So which rule is correct? The answer is both — depending on how ripe your tomatoes are. "Don't refrigerate" applies to unripe tomatoes. They'll never reach their full potential at colder temperatures. Worse, the chill will dull the flavor and make the texture as mealy as an old bodega apple. So park your unripe romas, plums and beyond stem-side down on a plate and keep them in a cool, dry spot on the counter. Check on their ripeness over the next few days. If the tomatoes are super fresh, like from the farmers market, they can last about a week this way.

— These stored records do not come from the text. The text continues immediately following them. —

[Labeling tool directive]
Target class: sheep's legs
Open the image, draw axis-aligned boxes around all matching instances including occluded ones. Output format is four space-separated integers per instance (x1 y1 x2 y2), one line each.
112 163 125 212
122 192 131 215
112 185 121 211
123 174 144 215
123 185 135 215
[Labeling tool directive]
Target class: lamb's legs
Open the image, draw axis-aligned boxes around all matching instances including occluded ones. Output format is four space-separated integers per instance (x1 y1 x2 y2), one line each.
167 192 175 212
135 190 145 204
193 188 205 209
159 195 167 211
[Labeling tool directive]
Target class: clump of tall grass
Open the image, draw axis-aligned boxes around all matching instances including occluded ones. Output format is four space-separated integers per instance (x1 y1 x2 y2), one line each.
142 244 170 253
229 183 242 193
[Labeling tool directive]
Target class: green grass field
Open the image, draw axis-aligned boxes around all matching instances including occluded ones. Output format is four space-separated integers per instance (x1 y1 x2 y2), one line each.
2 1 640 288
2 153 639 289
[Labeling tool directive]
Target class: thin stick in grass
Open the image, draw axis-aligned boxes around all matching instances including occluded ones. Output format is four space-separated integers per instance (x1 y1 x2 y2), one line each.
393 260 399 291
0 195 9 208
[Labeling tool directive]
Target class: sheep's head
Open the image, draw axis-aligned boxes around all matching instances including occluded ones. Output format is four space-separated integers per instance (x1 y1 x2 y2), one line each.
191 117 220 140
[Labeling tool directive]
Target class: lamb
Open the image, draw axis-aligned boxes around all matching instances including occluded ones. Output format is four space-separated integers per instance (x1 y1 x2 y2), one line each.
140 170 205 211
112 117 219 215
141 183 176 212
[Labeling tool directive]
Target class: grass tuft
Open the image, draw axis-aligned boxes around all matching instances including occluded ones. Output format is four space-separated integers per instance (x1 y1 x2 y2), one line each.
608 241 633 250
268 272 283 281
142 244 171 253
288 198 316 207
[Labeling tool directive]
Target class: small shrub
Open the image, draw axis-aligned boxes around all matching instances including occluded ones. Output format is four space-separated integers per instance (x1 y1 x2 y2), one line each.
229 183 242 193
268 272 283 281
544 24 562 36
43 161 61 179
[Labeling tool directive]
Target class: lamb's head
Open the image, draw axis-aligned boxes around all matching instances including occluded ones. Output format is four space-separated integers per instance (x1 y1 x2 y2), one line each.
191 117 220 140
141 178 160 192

Once tomatoes are fully ripe, it's time to pounce. Tasting a perfectly ripened tomato can elicit the purest joy, so don't miss that small window of opportunity. If you can't finish all your ripe beauties at once, that's when the refrigeration-is-ok rule kicks in. Otherwise, they'll rot and that'll elicit the exact opposite emotion of joy. For the best results, let the chilled tomatoes come to room temperature before diving in.
It's also okay to refrigerate half a tomato or whatever is left from cutting into one. Just be sure to pack the remnant in an airtight container to prevent its picking up other fridge flavors. You'll also want to place the tomatoes, cut or whole, in a warmer location in the refrigerator, like on the top shelf near the door.
With all that said, try to bring home tomatoes already vine-ripened and only enough to eat that day or the next. But if you have an overabundance of ripe tomatoes or a change of plans, refrigeration is fine.